![CC-BY-SA](https://mirrors.creativecommons.org/presskit/buttons/88x31/svg/by-sa.svg)
This notebook was created by [Bernardo Freitas Paulo da Costa](http://www.im.ufrj.br/bernardofpc),
and is licensed under Creative Commons BY-SA

# Libs

In [None]:
import SDDP, JuMP, ASDDiP, PyPlot

In [None]:
import LaTeXStrings: @L_str

## Local utils

In [None]:
function graph_fcfs(m, t, ts, QTrue; filename=nothing)
    qe = QTrue
    qt = ASDDiP.Qtilde(m,t,1,ts)
    qf = ASDDiP.Qfrak(m,t,1,ts)

    fig, (ax1,ax2) = PyPlot.subplots(ncols=2, figsize=(12,4))
    PyPlot.suptitle("Stage $t")

    ax1[:plot](ts, qe, label=L"$\overline{Q}$: exact")
    ax1[:plot](ts, qt, label=L"$\tilde{Q}$: mean of next stage approximations")
    ax1[:plot](ts, qf, label=L"$\mathfrak{Q}$: current stage approximation")
    ax1[:legend]()
    ax1[:set_title]("Future cost functions")
    ax1[:grid]()

    ax2[:plot](ts, qt - qf, label=L"$\tilde{Q} - \mathfrak{Q}$")
    ax2[:plot](ts, qe - qf, label=L"$\overline{Q} - \mathfrak{Q}$")
    ax2[:plot](ts, qe - qt, label=L"$\overline{Q} - \tilde{Q}$")
    ax2[:set_title]("Differences")
    ax2[:legend]()
    ax2[:grid]()

    if filename != nothing
        PyPlot.savefig(filename)
    end
end

# A toy model for ALD-SDDiP

## Description

$$\begin{array}{rl}
      \min  & \mathbb{E}\left[\sum\limits_t \beta^{t-1}|x_t|\right] \\
\text{s.t.} & \quad x_t = x_{t-1} + c_t + \xi_t \\
            & \quad c_t \in \{\pm 1\}
\end{array} $$

## Future cost functions

The corresponding dynamic programming / recursive equations are:

$$ Q_t(x_{t-1},\xi_t) =
  \begin{array}[t]{rl}
  \min\limits_{x_t} & |x_t| + \beta \cdot \mathbb{E}\left[ Q_{t+1}(x_t,\xi_{t+1}) \right] \\
  \text{s.t.}       & x_t = x_{t-1} + c_t + \xi_t \\
                    & c_t \in \{\pm1\}
  \end{array}
$$

The averages will be denoted (as usual) by $\overline{Q}_t(x_{t-1}) = \mathbb{E}\big[ Q_t(x_{t-1},\xi_t) \big]$.

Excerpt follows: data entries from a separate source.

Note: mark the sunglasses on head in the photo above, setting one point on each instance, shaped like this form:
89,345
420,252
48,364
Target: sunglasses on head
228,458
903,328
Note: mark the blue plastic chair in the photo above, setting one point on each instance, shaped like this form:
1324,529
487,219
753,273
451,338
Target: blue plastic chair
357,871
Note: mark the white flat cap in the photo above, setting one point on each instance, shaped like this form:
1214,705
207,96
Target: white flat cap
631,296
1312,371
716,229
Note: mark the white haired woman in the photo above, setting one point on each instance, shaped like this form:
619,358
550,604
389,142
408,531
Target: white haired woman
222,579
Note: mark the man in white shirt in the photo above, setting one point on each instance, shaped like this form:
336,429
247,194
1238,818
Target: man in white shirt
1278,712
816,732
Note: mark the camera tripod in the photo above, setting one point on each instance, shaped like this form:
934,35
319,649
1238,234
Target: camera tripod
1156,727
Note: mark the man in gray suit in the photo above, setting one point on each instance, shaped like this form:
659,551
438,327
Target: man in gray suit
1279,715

### Cuts and lower approximations

Any lower bound for $\overline{Q}_{t+1}$ is a _cut_.
The maximum of $k$ such cuts is denoted $\mathfrak{Q}_{t+1}^k$, and is constructed incrementally during the SDDP algorithm.
The dynamic programming where we replace $\overline{Q}_{t+t}$ with $\mathfrak{Q}_{t+1}$ yields the backwards functions:
$$ \tilde{Q}_t^k(x_{t-1},\xi_t) =
  \begin{array}[t]{rl}
  \min\limits_{x_t} & |x_t| + \beta \cdot \mathfrak{Q}_{t+1}^k(x_t) \\
  \text{s.t.}       & x_t = x_{t-1} + c_t + \xi_t \\
                    & c_t \in \{\pm1\}
  \end{array}
$$


## Analytic solution using symmetry

In [None]:
cost(x::Float64) = abs(x)
next_step(x::Float64) = (x >=0 ? x-1 : x+1)

In [None]:
function Q2_bar(x2::T, nmax::Int, noise::AbstractArray{T,1}, beta=0.5::Float64, t=1::Int) where T
    if t >= nmax
        return 0.0
    end

    nsamples = length(noise)
    ans = 0.0
    for xi in noise
        ans += solve_bin_sym(x2+xi, nmax, noise, beta, t+1)
    end
    return ans/nsamples
end
    
function solve_bin_sym(x::T, nmax::Int, noise::AbstractArray{T,1}, beta=0.5::Float64, t=1::Int) where T
    if t > nmax
        return 0.0
    end
    
    x2 = next_step(x)
    return cost(x2) + beta*Q2_bar(x2, nmax, noise, beta, t)
end

## Data 

### The discount factor $\beta$

We take a relatively "small" decay, $\beta = 0.9$.

In [None]:
discount = 0.9

### The noise $\xi_t$

Is identically distributed ("periodic system"), and **symmetric** (important for the analytic solution above).

In [None]:
srand(11111)
A_noise   = 0.4
num_noise = 5
noise = randn(num_noise)
noise = A_noise * [noise; -noise];

## Calculations for a 61-point discretization

In [None]:
ts = -3:0.1:3

In [None]:
Qt3 = Vector{Float64}[]
for t = 1:7
    v = [Q2_bar(ti, 8, noise, discount, t) for ti in ts]
    push!(Qt3, v)
end

In [None]:
fig, (ax1,ax2) = PyPlot.subplots(ncols=2, figsize=(10,4))
for t = 1:7
    ax1[:plot](ts, Qt3[t], label="$t")
    ax2[:plot](ts, Qt3[t]*discount^t, label="$t")
end
ax1[:set_title]("Future cost (value at current time)")
ax2[:set_title]("Future cost (in 1st stage values)")
ax2[:legend](title=L"Stage $t$", bbox_to_anchor=(1,0.5), loc="center left");

The future cost "at current time" can also be interpreted as the future cost at the first stage considering a time horizon of $9-t$ stages.
So, for example, the line corresponding to "stage 3" is also the future cost function at the first stage of a 6-stage problem.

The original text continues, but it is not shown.